Although it may seem obvious to many, it’s promising to see that research is being done on this timely subject. Conducted by a team from the University of Rochester, the University of Essex, England, and the University of California in Santa Barbara, the findings from this study (Parental Autonomy Support and Discrepancies Between Implicit and Explicit Sexual Identities: Dynamics of Self-acceptance and Defense) will be published the April issue of the Journal of Personality and Social Psychology.
The intention of the study was to examine the role that both parenting and sexual orientation play in the formation of intense and visceral fear and hatred of gay people, including self-reported homophobic attitudes, discriminatory bias, implicit hostility towards gays, and endorsement of anti-gay policies.

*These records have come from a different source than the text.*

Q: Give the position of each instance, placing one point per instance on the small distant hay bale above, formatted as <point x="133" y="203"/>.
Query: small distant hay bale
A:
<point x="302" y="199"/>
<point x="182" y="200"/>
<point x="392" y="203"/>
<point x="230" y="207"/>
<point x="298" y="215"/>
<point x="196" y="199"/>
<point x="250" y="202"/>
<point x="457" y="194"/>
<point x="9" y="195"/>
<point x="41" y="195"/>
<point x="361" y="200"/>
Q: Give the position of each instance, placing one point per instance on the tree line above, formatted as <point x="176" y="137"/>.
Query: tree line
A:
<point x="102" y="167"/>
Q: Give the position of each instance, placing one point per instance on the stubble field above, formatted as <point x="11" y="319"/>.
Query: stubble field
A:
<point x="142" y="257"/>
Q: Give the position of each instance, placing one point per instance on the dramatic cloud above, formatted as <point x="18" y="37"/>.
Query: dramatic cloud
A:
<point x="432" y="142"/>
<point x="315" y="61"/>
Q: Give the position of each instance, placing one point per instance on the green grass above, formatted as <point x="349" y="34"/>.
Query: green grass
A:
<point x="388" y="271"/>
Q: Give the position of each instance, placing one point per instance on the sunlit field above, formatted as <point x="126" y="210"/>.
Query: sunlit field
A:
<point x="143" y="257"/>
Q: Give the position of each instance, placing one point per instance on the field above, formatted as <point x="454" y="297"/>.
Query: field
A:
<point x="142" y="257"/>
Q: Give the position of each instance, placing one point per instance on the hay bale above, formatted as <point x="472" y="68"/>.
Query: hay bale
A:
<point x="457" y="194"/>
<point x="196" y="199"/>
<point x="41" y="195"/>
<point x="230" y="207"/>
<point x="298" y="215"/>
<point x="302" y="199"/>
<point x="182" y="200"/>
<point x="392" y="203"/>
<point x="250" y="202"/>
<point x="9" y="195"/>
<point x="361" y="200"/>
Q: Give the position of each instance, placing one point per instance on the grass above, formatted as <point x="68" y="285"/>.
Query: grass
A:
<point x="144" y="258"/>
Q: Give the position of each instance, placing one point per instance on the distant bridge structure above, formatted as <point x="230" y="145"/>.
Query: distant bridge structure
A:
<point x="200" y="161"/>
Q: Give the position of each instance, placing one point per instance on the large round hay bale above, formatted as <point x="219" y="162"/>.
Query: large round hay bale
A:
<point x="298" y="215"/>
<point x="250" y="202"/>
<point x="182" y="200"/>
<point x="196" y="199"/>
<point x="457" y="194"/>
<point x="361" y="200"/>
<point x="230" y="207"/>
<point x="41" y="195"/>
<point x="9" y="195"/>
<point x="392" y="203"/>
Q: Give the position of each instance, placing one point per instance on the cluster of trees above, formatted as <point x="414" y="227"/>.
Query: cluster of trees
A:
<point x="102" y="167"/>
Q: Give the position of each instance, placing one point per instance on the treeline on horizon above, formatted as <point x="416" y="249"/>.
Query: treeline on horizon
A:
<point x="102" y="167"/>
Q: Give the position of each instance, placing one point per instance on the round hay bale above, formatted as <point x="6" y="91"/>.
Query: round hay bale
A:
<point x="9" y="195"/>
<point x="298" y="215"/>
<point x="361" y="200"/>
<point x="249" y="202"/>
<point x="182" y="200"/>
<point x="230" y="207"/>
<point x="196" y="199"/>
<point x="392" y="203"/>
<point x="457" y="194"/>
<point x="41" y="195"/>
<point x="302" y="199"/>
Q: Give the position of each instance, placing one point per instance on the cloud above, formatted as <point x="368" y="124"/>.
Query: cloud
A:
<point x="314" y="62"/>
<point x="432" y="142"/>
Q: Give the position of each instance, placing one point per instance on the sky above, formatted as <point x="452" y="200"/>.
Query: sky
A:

The findings? Homophobia is more prevalent in people who have an unacknowledged attraction to the same sex and who grew up with authoritarian parents who openly criticized LGBT people and culture. “Individuals who identify as straight but in psychological tests show a strong attraction to the same sex may be threatened by gays and lesbians because homosexuals remind them of similar tendencies within themselves,” said Dr. Netta Weinstein, from the University of Essex and the study’s lead author.
“In many cases these are people who are at war with themselves and they are turning this internal conflict outward,” said co-author Dr. Richard Ryan, the professor of psychology at the University of Rochester.
The study’s findings bring new empirical evidence to the table that supports the psychoanalytic theory that the fear, anxiety, and aversion that many seemingly heterosexual people hold toward gays and lesbians actually stems from their own repressed same-sex attractions and desires.